The data format can be specified at table creation or modified later using the ALTER statement. This change is applied as an instant DDL, taking effect immediately without needing to rebuild or reload existing data. The format conversion occurs incrementally during background flush or compaction processes, with minimal disruption to ongoing operations.
Automatic Row-Column Conversion
When a table is configured with a columnar format, SmartEngine automatically handles row-column conversions during read and write operations.
- Write Process: Data from the SQL layer is initially converted into SmartEngine’s row format. This row data is stored in the memtable, an in-memory structure optimized for fast writes. Upon flushing the memtable to persistent storage, SmartEngine converts the row format into columnar format.
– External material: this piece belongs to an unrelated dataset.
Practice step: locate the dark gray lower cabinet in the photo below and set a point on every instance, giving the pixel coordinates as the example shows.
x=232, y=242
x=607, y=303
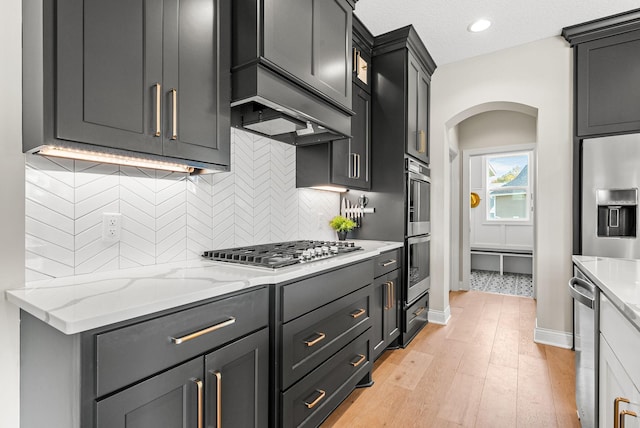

- Read Process: SmartEngine reconstructs row data from the columnar format during reads. At the handler layer, the row format is then converted back into the SQL layer record format. This automatic format conversion enables SmartEngine to store data in a columnar format for space efficiency in persistent storage, while utilizing a row format in memory for optimal performance during processing.
Schema Propagation
In SmartEngine, under the row format, each record is stored as a key-value pair. The key represents the primary key used for data access and supports memcompare operations, enabling efficient in-memory comparisons. The value contains essential information such as null field indicators, instant DDL metadata, primary key unpacking information, and non-primary key columns.
During row-to-column format conversion in SmartEngine, each row is decomposed into individual columns, with the schema guiding how each field is processed and stored in its respective column unit. Therefore, schema information is critical for correctly interpreting and structuring the data. The schema defines how data fields should be interpreted, mapped, and transformed, ensuring accurate processing of the relevant columns and data types during the conversion.
To fully implement row-to-column conversion in the storage engine layer, SmartEngine propagates the schema information, originally defined at the SQL layer, to the storage engine layer. SmartEngine stores propagated table schemas in a data structure named SubTableMeta.